Overview
We introduce several novel contributions to the paradigm of learning latent actions from unlabeled observation data:
- We demonstrate that latent actions should not be discretized, contrary to prior works, but rather remain continuous to be effective
for fine-grained control tasks in locomotion and manipulation.
- We propose to jointly train the latent action model and action decoder for grounding latent actions to the environment. We demonstrate
that a jointly trained latent action space improves downstream policy performance on both locomotion and manipulation tasks.
- We learn a performant control policy without ever training on labeled expert demonstrations, instead leveraging labels from
random or play data.
Continuous Latent Action Models
CLAM consists of two stages. In Stage 1, we train a latent action model
(LAM). We then use this LAM in Stage 2 to train a latent action policy.
Stage 1 is the pretaining stage of CLAM. We assume access to a large unlabeled dataset of observations for training the latent action model (LAM).
A LAM consists of two models: a forward dynamics model (FDM) that predicts the dynamics of the environment and an inverse dynamics model
(IDM) that inverts this process by predicting the action that was performed between two subsequent observations.
The FDM learns a prediction of the next observation given an observation of the current state and the action performed in that state.
To ground the learned latent actions, we additionally learn a latent action decoder which predicts the environment action from the latent action.
After CLAM pretraining, we use the latent IDM to annotate the entire observation dataset with latent actions.
We then train a latent action policy, using imitation learning.
During inference time, our learned policy predicts latent actions given an observation, which the action decoder will
decode into actions that are executable in the environment.
Experimental Results
We compare CLAM to several state-of-the-art methods in both state- and image-based observations.
We show quantitative results across multiple simulated environments including locomotion tasks in DMControl (Todorov et al. 2012) and
robot manipulation tasks in the MetaWorld (Yu et al. 2020) and CALVIN (Mees et al. 2022) benchmarks shown below.
We compare our approach to several state-of-the-art baselines.

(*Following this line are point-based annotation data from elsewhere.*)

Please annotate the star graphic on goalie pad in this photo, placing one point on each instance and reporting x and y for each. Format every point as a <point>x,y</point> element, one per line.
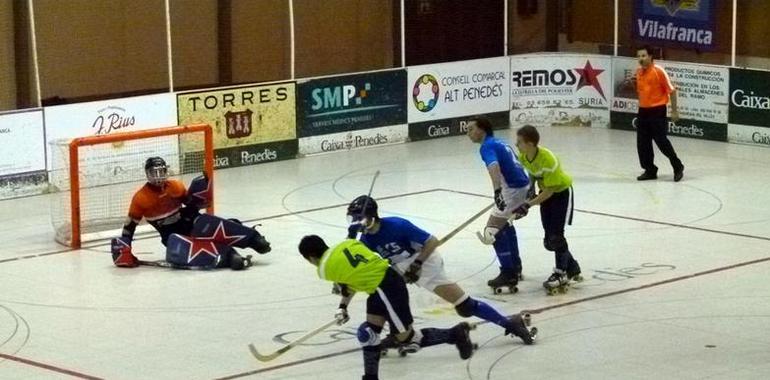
<point>200,246</point>
<point>221,236</point>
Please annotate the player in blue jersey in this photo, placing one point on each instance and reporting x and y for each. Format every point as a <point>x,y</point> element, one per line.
<point>510,183</point>
<point>411,251</point>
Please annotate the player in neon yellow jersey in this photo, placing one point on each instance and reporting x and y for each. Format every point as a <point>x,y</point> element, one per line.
<point>555,200</point>
<point>350,263</point>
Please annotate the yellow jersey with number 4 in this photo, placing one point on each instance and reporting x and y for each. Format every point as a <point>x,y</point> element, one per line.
<point>546,169</point>
<point>352,264</point>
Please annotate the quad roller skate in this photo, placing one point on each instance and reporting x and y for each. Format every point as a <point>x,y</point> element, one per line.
<point>506,279</point>
<point>560,280</point>
<point>463,340</point>
<point>391,343</point>
<point>520,327</point>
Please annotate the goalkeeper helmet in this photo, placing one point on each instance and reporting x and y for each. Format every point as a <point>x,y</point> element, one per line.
<point>312,246</point>
<point>362,207</point>
<point>156,170</point>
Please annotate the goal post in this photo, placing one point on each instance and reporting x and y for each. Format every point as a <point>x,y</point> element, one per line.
<point>96,176</point>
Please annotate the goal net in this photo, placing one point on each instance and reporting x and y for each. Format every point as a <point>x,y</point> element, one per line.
<point>95,177</point>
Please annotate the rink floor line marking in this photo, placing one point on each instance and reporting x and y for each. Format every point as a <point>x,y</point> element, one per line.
<point>532,311</point>
<point>635,219</point>
<point>49,367</point>
<point>154,235</point>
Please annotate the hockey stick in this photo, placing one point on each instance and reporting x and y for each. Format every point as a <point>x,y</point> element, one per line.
<point>465,224</point>
<point>290,345</point>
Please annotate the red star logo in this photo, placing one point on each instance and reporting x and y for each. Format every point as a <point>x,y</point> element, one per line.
<point>220,236</point>
<point>205,194</point>
<point>589,77</point>
<point>200,246</point>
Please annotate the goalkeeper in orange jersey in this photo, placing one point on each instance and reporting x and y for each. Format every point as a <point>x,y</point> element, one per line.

Since each baseline uses a different neural architecture, and some utilize pre-trained off-the-shelf
models, we normalize the general architecture and omit pre-trained and language-conditioned components.
FINDING 1: CLAM outperforms all baselines and nearly matches the performance of BC with expert data in both state- and image-based experiments.
CLAM improves upon the best baseline VPT by more than 2× average normalized return on the DMControl (locomotion) tasks and around 2−3×
success rate on the MetaWorld (manipulation) tasks.
These results are consistent even in the image-based experiments shown in the table below.
FINDING 2: Continuous latent actions and joint action decoder greatly improve performance for continuous control problems.
FINDING 3: CLAM successfully learns without ever accessing labeled expert data.
CLAM Design Choices
(Left) Latent action dimension directly affects the model’s expressivity.
Increasing the latent action dimension improves the model expressivity for policy learning.
Up until a latent dimension of 4, the learned latent action space fails to be useful for imitation learning.
However, a latent dimension of 8 has sufficient capacity, achieving 57% success rate on the Assembly task.
(Right) CLAM scales with more unlabeled target task data.
CLAM scales with the amount of unlabeled video data. The performance of the downstream policy improves
as we annotate more trajectories using the pretrained CLAM.
(Left) Increasing the amount of non-expert action-labeled data improves the action decoder performance.
We vary the number of labeled trajectories for training the action decoder. While BC performance struggles to learn
from non-expert data, our method improves with more data.
(Right) We also evaluate the robustness of CLAM to varying expertise of data. We learn a better policy than BC with the same amount
of labeled random trajectories. Unsurprisingly, with expert data, our method recovers an optimal policy.